Still it does matter that...
"For the first time, the war in Afghanistan in the next budget year will cost Americans more than the war in Iraq. By the end of the next fiscal year, which starts Oct. 1, the total military budget costs for both wars will have exceeded $1 trillion. That’s more than the cost of the Vietnam War, adjusting for inflation, or any other US war except World War II ($3.2 trillion in 2007 dollars)."
So we are talking two wars here. One for which costs are sunken costs. Even the non-sunken ones. The other is the one where one has to be economical. So the Afghanistan strategy is about winning (sort of) in Iraq and then doing something feasible in Afghanistan. Isn't that an anti-strategy?
Here is now a chart from this quite useful report from the Congressional Research Service, about the costs of Operation Iraqi Freedom and Operation Enduring Freedom, compared (sorry for the bad visibility, but that's what I can offer right now, along with the link to the original document in which you could take a look at page 9):
The story that needs to be told is that funding for Afghanistan fell back already twice. First because of the invasion of Iraq, in 2003, then because, well, the sh*t hit the fans in Iraq, in 2006.
Another thing to note is that even though CRS goes on to talk about OEF costs simply as though they would be identical to the costs of the Afghanistan campaign, you should remember that in fact OEF costs include the price of involvement in a number of other theatres as well, e.g. in the Horn of Africa... There is only one way someone could claim the costs are over 300 billion: taking into account NATO and other allies' costs, which are not insignificant at all, of course.
With requested 2010 spending counted in, Iraq is over 748 billion for the U.S., while Operation Enduring Freedom's costs are on the way towards reaching 300 billion. That is also very costly, but... see the arguments outlined above.
Now, one cannot slug it out, it is stated, so Afghans will have to fight it out for themselves/us (both of us). The Afghan police included. Their corrupt conduct is a problem, however, as you will hear all the time. So look at the ANP's resources. Well... Welcome to a sightseeing tour of the Law and Order Trust Fund for Afghanistan, financing much of what the ANP needs. An overview of its various "phases," and the resources pledged, committed and spent. Thanks to UNDP, the data is out there for all wannabe strategists.
"Phases I (1 November 2003 – 31 March 2004) and II (1 April 2004-31 March 2005) The estimated budget was US$ 275,846,292. The received and delivered amount is USS 119,995,564 with a US$ 136,746,820 shortfall.
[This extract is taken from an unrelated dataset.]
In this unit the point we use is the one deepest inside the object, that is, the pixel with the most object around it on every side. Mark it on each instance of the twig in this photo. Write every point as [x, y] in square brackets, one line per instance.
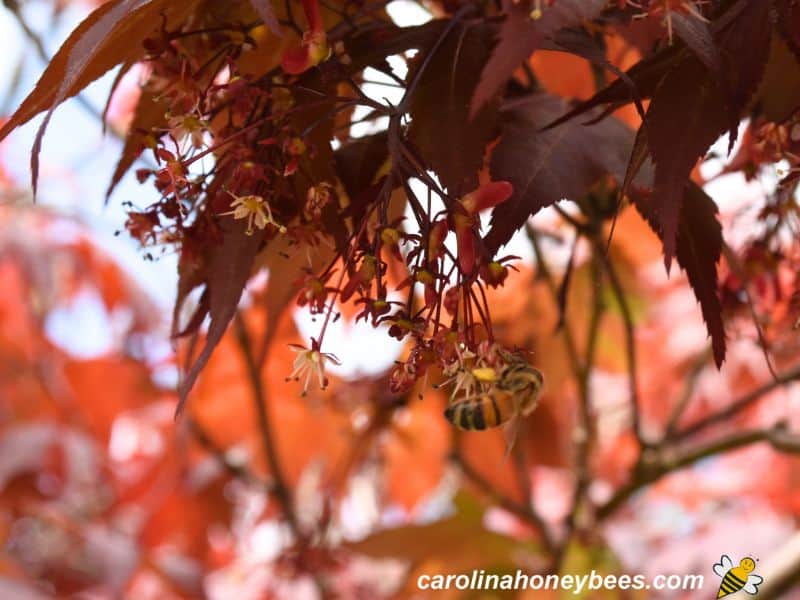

Some planned components were not implemented due to the shortage of funds.
Phase III (1 April 2005 – 31 March 2006)
The total target budget for phase III was US$ 159,340,000, including PPSS. During the mid-year revision of the budget the total budget was revised to US $ 164,550,000. The Trust Fund has received Euro 30,000,000 from EC for LOTFA Stage III. USA had also committed US $ 40,000,000 for the police remuneration and the amount was received by the Trust Fund. In addition, US$1,652,893 came from CIDA/Canada.
Phase IV (1 April 2006 – 31 August 2008)
An amount of US$ 297 million were contributed to LOTFA during phase IV of the project. The contributions helped the project meet its expenditures over the life time of the phase.
Phase V (1 September 2008-31 August 2010)
The total estimated budget of LOTFA for two year period is 454,500,158 as per project documents, committed 344,983,114 with the shortfall of 109,511,044 for this phase.
Donors: Belgium, Canada, Denmark, European Commission, Finland, Germany, Hungary, Ireland, Japan, the Netherlands, Norway, Switzerland, UNDP, United Kingdom, Australia, United States, Latvia, Iceland, Italy and UK Department for International Development (DFID)."
Let's look at the last phase... After all by this time it is the clearest priority to get the ANP right. Over 344 million have been committed. That can buy you about 5000 Hellfire missiles, counting with an irresponsible guessing methodology.
Conclusion? Thought of bribing the Taliban out of play? Try and bribe Afghanistan into play. Bribe the Afghan police. At the very least, try these things at the same time.